The other point that was missed is that three posters said that, rather than
a CD release damaging SACD, we are hesitant to buy CD's because we'd rather wait for the SACD. So, some *might* hesitate to buy a hybrid, waiting instead for a cheaper CD-only remaster, but that's assuming this will be a trend and it assumes that Sony will stop issuing the hybrid version first, which are huge assumptions, seeing as how Sony is behind SACD. Finally, how many people are hesitating to buy CD's because they are waiting for an SACD version?

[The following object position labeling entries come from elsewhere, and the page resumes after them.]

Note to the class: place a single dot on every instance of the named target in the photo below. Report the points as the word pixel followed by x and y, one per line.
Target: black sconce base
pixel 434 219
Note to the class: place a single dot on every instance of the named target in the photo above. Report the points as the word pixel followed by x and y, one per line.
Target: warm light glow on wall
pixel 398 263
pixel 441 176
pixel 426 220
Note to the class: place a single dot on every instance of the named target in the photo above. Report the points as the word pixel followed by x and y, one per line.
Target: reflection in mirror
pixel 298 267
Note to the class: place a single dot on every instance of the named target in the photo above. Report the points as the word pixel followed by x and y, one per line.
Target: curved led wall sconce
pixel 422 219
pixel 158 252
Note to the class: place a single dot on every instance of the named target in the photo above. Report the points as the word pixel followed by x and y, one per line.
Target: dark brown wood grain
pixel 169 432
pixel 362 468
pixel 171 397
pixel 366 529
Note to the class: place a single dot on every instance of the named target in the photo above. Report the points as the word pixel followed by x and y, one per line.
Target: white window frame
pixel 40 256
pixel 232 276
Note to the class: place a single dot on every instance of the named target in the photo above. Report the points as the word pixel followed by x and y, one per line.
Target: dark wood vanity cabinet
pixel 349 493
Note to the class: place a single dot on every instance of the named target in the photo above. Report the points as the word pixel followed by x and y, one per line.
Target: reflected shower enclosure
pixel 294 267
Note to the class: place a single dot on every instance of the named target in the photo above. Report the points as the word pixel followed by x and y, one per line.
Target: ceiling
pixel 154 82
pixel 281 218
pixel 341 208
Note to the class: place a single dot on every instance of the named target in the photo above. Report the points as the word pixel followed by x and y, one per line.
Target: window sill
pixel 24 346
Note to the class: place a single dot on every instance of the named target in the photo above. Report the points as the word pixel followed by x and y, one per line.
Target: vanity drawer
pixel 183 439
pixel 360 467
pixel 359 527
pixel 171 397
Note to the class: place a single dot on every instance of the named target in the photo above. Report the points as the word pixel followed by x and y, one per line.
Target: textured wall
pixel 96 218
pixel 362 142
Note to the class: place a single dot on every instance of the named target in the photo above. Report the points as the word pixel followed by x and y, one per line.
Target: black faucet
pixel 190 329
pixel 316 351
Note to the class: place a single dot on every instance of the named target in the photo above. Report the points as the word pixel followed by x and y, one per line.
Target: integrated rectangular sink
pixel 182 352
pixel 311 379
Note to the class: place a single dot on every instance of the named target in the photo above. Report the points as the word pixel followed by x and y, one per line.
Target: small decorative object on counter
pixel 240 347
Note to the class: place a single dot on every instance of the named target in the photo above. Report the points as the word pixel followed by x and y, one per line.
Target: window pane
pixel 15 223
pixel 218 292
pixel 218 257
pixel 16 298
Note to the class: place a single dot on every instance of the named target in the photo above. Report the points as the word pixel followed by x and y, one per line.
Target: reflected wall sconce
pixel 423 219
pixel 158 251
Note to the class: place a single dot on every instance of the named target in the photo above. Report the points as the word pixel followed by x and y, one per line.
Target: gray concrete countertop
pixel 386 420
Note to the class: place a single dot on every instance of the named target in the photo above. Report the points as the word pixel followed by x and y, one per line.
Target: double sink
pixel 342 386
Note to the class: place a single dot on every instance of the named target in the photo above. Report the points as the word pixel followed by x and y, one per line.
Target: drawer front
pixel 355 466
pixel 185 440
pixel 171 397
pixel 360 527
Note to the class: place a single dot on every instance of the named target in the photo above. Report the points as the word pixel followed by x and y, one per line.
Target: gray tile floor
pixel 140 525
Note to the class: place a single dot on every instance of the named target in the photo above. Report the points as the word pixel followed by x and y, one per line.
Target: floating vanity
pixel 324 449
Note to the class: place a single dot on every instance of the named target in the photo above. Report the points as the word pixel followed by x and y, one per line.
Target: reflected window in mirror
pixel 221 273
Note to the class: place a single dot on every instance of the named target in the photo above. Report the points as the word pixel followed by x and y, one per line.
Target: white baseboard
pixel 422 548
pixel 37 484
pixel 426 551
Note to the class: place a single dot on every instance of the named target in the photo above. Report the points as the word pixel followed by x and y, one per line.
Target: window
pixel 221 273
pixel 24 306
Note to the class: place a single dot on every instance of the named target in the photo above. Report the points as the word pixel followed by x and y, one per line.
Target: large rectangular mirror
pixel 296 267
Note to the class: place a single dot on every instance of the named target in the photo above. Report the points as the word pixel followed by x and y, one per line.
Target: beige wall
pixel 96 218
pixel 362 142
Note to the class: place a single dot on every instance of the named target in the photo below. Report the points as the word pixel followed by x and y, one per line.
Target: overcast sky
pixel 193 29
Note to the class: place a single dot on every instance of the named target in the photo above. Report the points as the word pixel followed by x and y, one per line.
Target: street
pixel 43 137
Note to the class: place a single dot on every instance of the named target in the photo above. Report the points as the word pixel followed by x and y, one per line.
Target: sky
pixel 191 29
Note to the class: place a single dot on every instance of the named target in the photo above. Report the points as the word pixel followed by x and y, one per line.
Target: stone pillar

How many people will actually hold off from buying hybrids because they'd rather wait on the off-chance that a cheaper CD-only version will be released later? Sorry to beat a dead horse, but I think it is a lot of idle speculation. I *know* what I am doing. I am buying up SACD's. In the last few months a lot of music that interests me has appeared on SACD and it is extremely well engineered. My collection is 100+ and growing. As I've written, I am voting with my pocketbook for High Rez. I will not let the "sky is falling" anti-SACD crowd dissuade me. I think the concern over a possible sell-through CD-only version is much ado about nothing.
Rsbeck I think in your last post you've argued your point well.

I know you think I take every opportunity to kick SACD-I don't and I truly hope to be able to return to it one day (in earnest)when it is a level that suits me.

This post was expressed out of actual surprise at this news.

There is much to be decided and we take different views on predicting what will happen with SACD.
Time will tell.
I think we both approach music in different ways.
However I am glad your SACD playback brings you much joy.

As for the sky falling I don't know about that but here in Glasgow at the moment it is absolutely pissing down.